Ways to Reduce Waste in the Office

Did you know, the average office worker uses 10,000 sheets of copy paper each year?  What about the fact that the United States has less than five percent of the world’s population, yet consumes 30 percent of the world’s paper? The U.S. EPA estimates that paper and paperboard account for almost 40 percent of our garbage. A large amount of this waste can be prevented by implementing a workplace plan to reduce waste. Here are some helpful tips in creating a greener office environment:

  • Print double sided documents
  • Send any company communications through email only, or post to bulletin board
  • Use economy print settings on printers and copiers
  • Use personal mugs instead of paper cups
  • Purchase products with the maximum post-consumer recycled content available
  • Purchase refillable ink cartridges
  • Order office supplies in bulk to reduce packaging
  • Buy paper that is produced by a company with a stated commitment to environmental stewardship and minimizing ecological impacts while ensuring long-term sustainable production.
  • Purchase and specify post-consumer recycled content papers.

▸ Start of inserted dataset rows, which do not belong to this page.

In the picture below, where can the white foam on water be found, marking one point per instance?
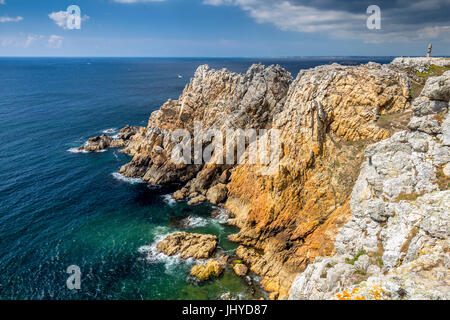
(154, 256)
(196, 222)
(169, 200)
(110, 130)
(223, 216)
(122, 178)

This helps expand the recycling market and assure recycling programs stay viable and effective. It also closes the loop by diverting waste from landfills and incinerators.
  • Keep your mailing list updated. Evaluate your data, delete duplicates, remove those who have requested to be off, and target your mailings to specific audiences.
  • Reuse packing material whenever possible.
  • Use less paper – go digital whenever posible
  • Invest in rechargable batteries
  • Unsubscribe from junk mail sent to the office
  • Use a dual stream recycling system— separate plastic, glass, metal and paper products.


If you haven’t already downloaded our Office Recycling Checklist, you can find it here.

A small investment in planning and maintaining an office recycling program will make you, your employees and your clients feel better about having a positive impact on the environment.